I have a ~740000 patterns flat file to grep on a ~30Gb directory
I have either a directory to check ~30Gb either an already shorted file ~3Gb to manage
and I want to make something like
analyse from(patterns) -> directory -> anyline with pattern >> patternfile
so I might use something like :
awk '
BEGIN {
while (getline <"file1") pattern = pattern "|" $0;
pattern = substr(pattern, 2);
}
match($0, pattern) {for(i=1; i<=3; i ) {getline; print}}
' file2 > file3
but it gives only one big output file and not one per pattern found. (each pattern would result in 7 to 15 lines output in total) or in bash something like this* (where VB3 is already a very smaller test file)*
while read ; do grep -i $REPLY VB3.txt > OUT/$REPLY.outputparID.out ; done < listeID.txt
and so on
but a rapid caclulation gives me an estimation of more than 5 days do get results...
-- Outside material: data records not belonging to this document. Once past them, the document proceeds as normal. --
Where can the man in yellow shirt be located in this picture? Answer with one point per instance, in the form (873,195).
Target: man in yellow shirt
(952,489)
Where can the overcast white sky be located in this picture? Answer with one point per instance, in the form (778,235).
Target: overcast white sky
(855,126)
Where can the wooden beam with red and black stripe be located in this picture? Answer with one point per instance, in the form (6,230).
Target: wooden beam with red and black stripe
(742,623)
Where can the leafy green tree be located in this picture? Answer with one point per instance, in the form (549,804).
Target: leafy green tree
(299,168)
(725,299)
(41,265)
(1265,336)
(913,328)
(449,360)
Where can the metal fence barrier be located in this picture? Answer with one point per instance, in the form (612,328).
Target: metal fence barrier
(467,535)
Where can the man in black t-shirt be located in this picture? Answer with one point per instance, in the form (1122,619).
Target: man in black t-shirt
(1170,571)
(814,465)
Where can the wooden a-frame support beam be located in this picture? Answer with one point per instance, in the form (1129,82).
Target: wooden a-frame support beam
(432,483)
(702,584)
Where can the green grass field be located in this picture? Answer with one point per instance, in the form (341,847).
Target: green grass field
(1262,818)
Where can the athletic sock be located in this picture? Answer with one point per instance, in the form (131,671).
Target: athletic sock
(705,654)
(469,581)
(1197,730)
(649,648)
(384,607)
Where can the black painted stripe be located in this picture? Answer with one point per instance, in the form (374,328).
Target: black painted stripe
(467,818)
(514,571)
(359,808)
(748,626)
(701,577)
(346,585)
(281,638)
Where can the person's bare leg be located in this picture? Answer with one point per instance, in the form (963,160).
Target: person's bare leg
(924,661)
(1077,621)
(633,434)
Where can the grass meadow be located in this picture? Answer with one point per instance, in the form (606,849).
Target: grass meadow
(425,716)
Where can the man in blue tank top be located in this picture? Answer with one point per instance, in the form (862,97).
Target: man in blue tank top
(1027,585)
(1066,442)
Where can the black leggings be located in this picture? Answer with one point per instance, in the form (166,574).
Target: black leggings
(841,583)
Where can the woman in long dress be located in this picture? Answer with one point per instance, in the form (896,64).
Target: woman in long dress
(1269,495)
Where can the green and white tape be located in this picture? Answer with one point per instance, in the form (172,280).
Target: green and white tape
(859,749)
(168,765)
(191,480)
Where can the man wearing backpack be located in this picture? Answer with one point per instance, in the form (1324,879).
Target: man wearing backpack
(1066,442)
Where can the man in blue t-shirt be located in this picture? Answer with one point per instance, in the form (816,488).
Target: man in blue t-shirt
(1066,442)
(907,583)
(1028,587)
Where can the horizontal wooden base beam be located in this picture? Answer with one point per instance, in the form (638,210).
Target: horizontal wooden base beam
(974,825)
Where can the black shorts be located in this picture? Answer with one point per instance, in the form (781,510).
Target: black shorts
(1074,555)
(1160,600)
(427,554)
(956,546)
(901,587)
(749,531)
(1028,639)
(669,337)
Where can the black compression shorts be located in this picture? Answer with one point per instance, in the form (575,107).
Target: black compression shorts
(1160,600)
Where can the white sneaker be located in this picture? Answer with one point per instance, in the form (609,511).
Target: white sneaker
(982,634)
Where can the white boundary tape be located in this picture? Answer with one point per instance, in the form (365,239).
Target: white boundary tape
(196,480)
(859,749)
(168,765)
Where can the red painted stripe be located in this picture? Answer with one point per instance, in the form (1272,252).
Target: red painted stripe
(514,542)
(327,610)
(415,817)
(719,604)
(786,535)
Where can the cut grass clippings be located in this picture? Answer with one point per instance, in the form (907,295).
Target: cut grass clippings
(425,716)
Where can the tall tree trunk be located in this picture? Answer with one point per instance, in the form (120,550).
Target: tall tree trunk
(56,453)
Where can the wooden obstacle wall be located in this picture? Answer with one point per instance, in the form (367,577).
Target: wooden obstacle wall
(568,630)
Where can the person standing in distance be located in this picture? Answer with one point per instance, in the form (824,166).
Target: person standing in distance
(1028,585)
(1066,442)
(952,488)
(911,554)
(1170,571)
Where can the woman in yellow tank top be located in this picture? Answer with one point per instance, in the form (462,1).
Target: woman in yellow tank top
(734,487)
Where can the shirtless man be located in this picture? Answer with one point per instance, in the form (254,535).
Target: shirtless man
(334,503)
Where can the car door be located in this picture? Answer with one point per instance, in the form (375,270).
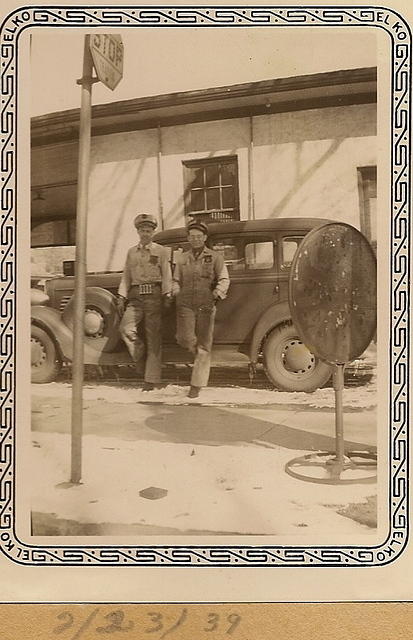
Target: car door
(252,261)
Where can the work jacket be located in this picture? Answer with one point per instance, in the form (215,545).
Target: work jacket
(143,265)
(196,279)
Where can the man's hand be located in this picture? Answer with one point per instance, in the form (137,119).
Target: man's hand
(120,302)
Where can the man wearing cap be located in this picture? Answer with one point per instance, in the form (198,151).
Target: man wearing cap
(146,282)
(200,280)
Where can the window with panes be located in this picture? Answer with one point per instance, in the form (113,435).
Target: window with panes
(211,189)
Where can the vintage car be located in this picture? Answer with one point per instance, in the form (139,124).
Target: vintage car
(253,323)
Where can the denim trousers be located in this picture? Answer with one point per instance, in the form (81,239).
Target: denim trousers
(195,331)
(147,308)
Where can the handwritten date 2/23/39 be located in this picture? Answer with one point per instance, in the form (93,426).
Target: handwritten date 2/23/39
(158,624)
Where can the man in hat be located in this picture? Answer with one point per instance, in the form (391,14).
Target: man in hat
(146,282)
(200,280)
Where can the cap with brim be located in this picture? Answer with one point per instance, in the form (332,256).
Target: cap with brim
(197,224)
(145,218)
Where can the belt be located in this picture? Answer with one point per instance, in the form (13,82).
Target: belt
(143,289)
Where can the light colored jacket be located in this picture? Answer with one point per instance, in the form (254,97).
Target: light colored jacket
(145,265)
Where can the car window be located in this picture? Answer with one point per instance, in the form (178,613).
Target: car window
(259,255)
(232,252)
(289,247)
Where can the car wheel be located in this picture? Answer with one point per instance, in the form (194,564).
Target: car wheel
(289,364)
(46,363)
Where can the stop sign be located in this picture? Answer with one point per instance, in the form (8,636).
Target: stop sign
(107,55)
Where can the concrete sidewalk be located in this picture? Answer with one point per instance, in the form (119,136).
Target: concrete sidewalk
(215,469)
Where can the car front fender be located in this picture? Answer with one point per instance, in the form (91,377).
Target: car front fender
(50,320)
(275,315)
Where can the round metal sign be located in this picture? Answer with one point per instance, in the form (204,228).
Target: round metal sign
(333,292)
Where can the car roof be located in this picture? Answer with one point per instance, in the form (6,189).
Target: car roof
(246,226)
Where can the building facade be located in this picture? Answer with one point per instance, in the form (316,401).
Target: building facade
(302,146)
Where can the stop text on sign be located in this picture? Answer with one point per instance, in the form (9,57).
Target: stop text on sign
(107,54)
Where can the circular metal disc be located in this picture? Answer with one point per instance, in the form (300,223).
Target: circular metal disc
(333,292)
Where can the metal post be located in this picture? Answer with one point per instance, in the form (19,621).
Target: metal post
(338,382)
(159,176)
(251,203)
(80,275)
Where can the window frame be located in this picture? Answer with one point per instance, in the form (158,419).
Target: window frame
(365,174)
(189,165)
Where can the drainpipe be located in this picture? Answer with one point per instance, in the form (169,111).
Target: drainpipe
(159,176)
(251,203)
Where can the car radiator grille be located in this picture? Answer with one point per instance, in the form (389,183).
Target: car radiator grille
(63,302)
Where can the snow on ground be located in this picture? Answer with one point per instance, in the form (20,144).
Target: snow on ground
(353,397)
(226,489)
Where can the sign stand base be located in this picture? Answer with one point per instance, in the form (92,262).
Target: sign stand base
(339,466)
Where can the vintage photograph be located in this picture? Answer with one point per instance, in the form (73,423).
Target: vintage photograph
(204,351)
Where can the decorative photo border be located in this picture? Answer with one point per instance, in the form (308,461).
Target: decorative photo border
(32,17)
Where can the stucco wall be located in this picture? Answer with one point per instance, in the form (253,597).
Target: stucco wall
(124,180)
(304,164)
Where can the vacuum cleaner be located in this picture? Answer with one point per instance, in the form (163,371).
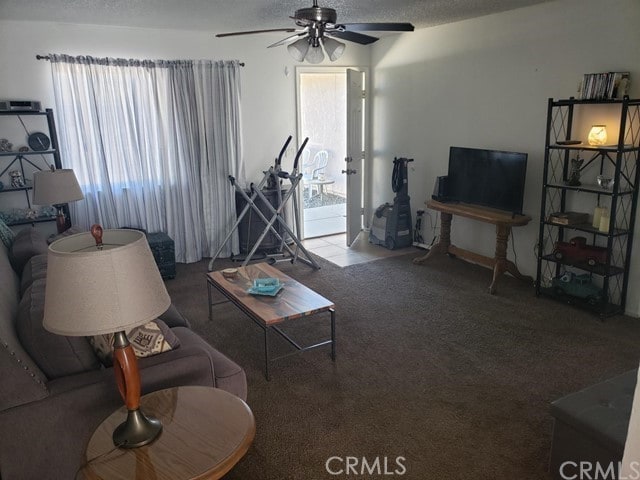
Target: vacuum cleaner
(391,224)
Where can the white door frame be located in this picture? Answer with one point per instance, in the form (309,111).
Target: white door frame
(366,189)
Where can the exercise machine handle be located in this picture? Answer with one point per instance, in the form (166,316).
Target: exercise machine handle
(295,162)
(284,149)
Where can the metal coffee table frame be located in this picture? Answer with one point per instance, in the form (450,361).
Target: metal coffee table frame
(266,328)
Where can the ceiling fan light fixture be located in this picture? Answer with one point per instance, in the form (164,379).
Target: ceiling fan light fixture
(315,55)
(298,49)
(334,48)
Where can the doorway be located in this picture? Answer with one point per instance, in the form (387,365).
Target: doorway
(322,117)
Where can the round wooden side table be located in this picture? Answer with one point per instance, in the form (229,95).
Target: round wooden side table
(206,431)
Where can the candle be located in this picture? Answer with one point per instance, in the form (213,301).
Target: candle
(604,222)
(597,214)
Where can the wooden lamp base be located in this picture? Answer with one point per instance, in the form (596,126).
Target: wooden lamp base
(138,429)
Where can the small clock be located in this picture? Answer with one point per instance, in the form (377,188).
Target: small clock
(38,141)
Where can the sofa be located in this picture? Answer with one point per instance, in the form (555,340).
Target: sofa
(55,390)
(590,427)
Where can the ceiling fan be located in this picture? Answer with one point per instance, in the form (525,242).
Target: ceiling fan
(317,29)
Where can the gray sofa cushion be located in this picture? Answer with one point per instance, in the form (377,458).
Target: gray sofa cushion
(22,380)
(56,355)
(27,243)
(35,269)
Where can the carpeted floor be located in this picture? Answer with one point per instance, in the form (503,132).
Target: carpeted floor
(429,368)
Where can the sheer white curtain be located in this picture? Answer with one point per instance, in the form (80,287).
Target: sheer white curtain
(153,144)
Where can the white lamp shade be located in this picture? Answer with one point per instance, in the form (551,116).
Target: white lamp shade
(298,49)
(334,48)
(91,291)
(55,187)
(597,135)
(315,55)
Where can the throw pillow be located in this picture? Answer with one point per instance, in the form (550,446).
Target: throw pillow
(147,340)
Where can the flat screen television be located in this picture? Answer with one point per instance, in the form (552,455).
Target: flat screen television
(490,178)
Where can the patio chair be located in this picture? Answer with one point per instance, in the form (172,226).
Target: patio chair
(313,173)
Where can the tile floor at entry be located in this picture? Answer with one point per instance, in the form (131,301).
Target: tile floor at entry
(334,249)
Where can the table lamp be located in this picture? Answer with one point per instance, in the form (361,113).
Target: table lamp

how can I do just the same below 2/3 hours maximum or better ? the difficulty here is that I need to get separated results so the grep -F (-f) method cannot work
CodePudding user response:
You would want to scan the files once for all patterns. The approach should be, load the patterns in memory, check for each pattern, accumulate results per pattern.
something like this should work (untested script)
$ awk 'NR==FNR{pat[$0]=NR; next}
{for(p in pat)
if($0~p) {
close(file);
file=pat[p]".matches";
print > file;
}}' patterns.file otherfiles...
I suggest you get a small sample of patterns and small number of files and give it a try.
The filenames are indices of the patterns used, should be OK to look back what those are. Since patterns may have special chars you may not want to use them as filenames directly.
Please post the timings if you can use this or a variation of it.
Another suggestion: Opening/closing thousands of files may have significant time cost. In that case, record the results in a single file but keyed with a pattern (or pattern index). Once done, you can sort the results and split to individual results per key.
Again, untested...
$ awk 'NR==FNR{pat[$0]=NR; next}
{for(p in pat)
if($0~p) print pat[p] "\t" $0;
}' patterns.file otherfiles... | sort > omni.file
and separate them
$ awk -F'\t' 'prev!=$1 {close(file); prev=$1; file=$1".matches"}
{print $2 > file)' omni.file
assumes there is not tab in the results, otherwise either find an unused char as a delimiter or set the $1 to null and reset $0.
CodePudding user response:
If you have a few GB of RAM available then this might be the fastest awk
solution:
note: because you mentioned grep -F
then I assume that your patterns are literal strings instead of regexps
awk -v FS='^$' '
BEGIN {
while ( (getline line < ARGV[1]) > 0 )
patterns[line]
delete ARGV[1]
}
{
for ( str in patterns )
if ( index($0, str) )
matches[str] = matches[str] $0 "\n"
}
END {
for ( str in patterns )
printf "%s\n", matches[str]
}
' patterns.txt dir/*.data
remark: I'm not sure what you want to do with the results so I just output them with a blank line in between
CodePudding user response:
Inspired by @karakfa's "Another suggestion" something like this might work well for you (untested):
grep -hf patterns directory/* |
awk '
NR==FNR {
pats[$0]
next
}
{
for ( pat in pats ) {
if ( $0 ~ pat ) {
print pat, $0
}
}
}
' patterns - |
sort |
awk '
$1 != prev {
close(out)
out = $1 ".txt"
prev = out
}
{
sub(/ .*/,"")
print > out
}
'
The above assumes none of your "patterns" contain spaces and that by "pattern" you mean "partial line regexp". If you mean something else then change the regexp parts to use whatever other form of pattern matching you need.
The first grep
is so you're only looping through the patterns for each line that you know matches at least one of them.